O líder do maior partido da oposição, Pedro Passos Coelho, na passada sexta-feira, 5 de Novembro, em Viana do Castelo, (num entusiasmo pré-eleitoral?) defendeu que “aqueles que conduzem a maus resultados e a incumprimentos” – agentes políticos enquadre-se – “devem ser responsabilizados civil e criminalmente”. Estas declarações surgem como corolário de uma semana marcada pela viabilização do orçamento de Estado para 2011, com a abstenção do PSD, e ao mesmo tempo, e estranhamente, na opinião dos especialistas, marcada pelo aumento do juro da dívida soberana portuguesa e pela agressividade discursiva do PSD no debate do orçamento… que viabilizou.
As declarações de Pedro Passos Coelho foram imediatamente contestadas pelo porta-voz do Partido Socialista, que as classificou como “indignas e irreflectidas”. Também Vieira da Silva, ministro da Economia, se apressou a acusar Pedro Passos Coelho de falta de conhecimento das regras do Estado de Direito, “onde todos, sem excepção, estão sujeitos à lei”.
Se as declarações de Passos Coelho são incendiárias, as dos representantes do PS e do Governo são incompreensíveis. Passos Coelho terá usado de uma demagogia primária, ao dizer o que o povão há muito sussurra, e terá recorrido a um argumentário populista – esquecendo (ou procurando fazer esquecer?) que a cumplicidade também é criminalmente punível. Mas não será a ideia descabida, apenas, a quem tem alguma coisa a temer?

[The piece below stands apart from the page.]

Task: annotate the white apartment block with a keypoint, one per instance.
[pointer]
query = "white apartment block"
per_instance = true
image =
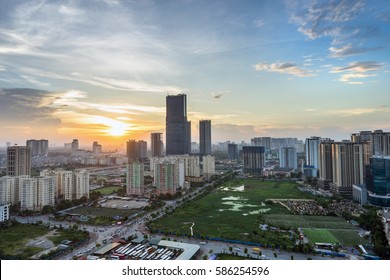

Marcelo Rebelo de Sousa criticou o momento escolhido pelo líder dos social-democratas para proferir este tipo de considerações, mas – talvez colocando a borla de académico constitucionalista – não deixa de salientar que já há institutos jurídicos que responsabilizam criminalmente os políticos. “Há mesmo um crime de violação das normas de execução orçamental” terá dito o constitucionalista no seu programa televisivo de comentário politico, acrescentando: “pode alargar-se os crimes de gestão danosa”. Para logo acrescentar: “Eles existem na lei, a aplicação na prática é que tem sido muito discutível!”.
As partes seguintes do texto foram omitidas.